It's fairly easy to find free worldwide city data online, from sources such as the MaxMind WorldCities database and the GeoNames data dump. Converting the provided CSV data into a usable hierarchy of countries, regions, cities and districts can be a bit of a pain though. That's why I created django-cities, which you can just plug right in to any Django project to get the whole hierarchy of data.
The project comes with a full dump of all of the GeoNames data after being converted to the hierarchical form and cleaned up, so if you use the project you won't have to worry about the source data at all. For those that are interested, or wish to perform different cleanup from me, the import script is included in the project.
For each country there's data about the population size, TLD, continent, and ISO country code (usually, but not always, the same as the TLD). With just the country data we can perform some interesting queries. For example, what country has the currently popular TLD "ly":
>>> from cities.models import * >>> Country.objects.get(tld='ly') <Country: Libya>
and what are the 5 most populated countries:
>>> Country.objects.order_by('-population')[:5] [<Country: China>, <Country: India>, <Country: United States>, <Country: Indonesia>, <Country: Brazil>]
Countries are broken down into regions, and then regions into cities. For each city we have the latitude and longitude, and population. The City object also has a couple of handy functions to find the nearest city to a given latitude and longitude:
>>> City.objects.nearest_to(51, 1) <City: Dymchurch, Kent, United Kingdom>
All of the models use the GeoManager, so we can perform more complex geo-based queries, and also combine geo queries with normal ones. For example, here we get the 5 closest cities to London that have a population of at least 250,000 people:
>>> london = City.objects.filter(region__country__name='United Kingdom').get(name='London') >>> cities = City.objects.distance(london.location).exclude(id=london.id).filter(population__gt=250000).order_by('distance')[:5] >>> for c in cities: ... print "%s (%0.2f miles)" % (c, c.distance.mi) ... Leicester, Leicestershire, United Kingdom (104.33 miles) Coventry, Warwickshire, United Kingdom (114.13 miles) Birmingham, Birmingham, United Kingdom (140.33 miles) Hull, Lincolnshire, United Kingdom (155.17 miles) Wolverhampton, St. Helens, United Kingdom (157.33 miles)

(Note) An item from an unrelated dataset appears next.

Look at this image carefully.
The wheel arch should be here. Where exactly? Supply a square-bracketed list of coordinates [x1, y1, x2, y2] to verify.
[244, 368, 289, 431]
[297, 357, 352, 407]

The largest cities are broken down into districts, for which there is also a latitude and longitude and population count. All of the models in the cities project have a
hierarchy property which returns a list that includes the current object and all it's parents. For a Country object this would of course just contain the Country object, and at the other extreme it would contain a District, City, Region and Country for a District object.
django-cities is already being used to great effect on the Geomium community page directory (along with the great famfamfam world flag icons), and I'm hoping it can be used by many others. If you do start using django-cities, or have any suggestions or comments, I'd love to know!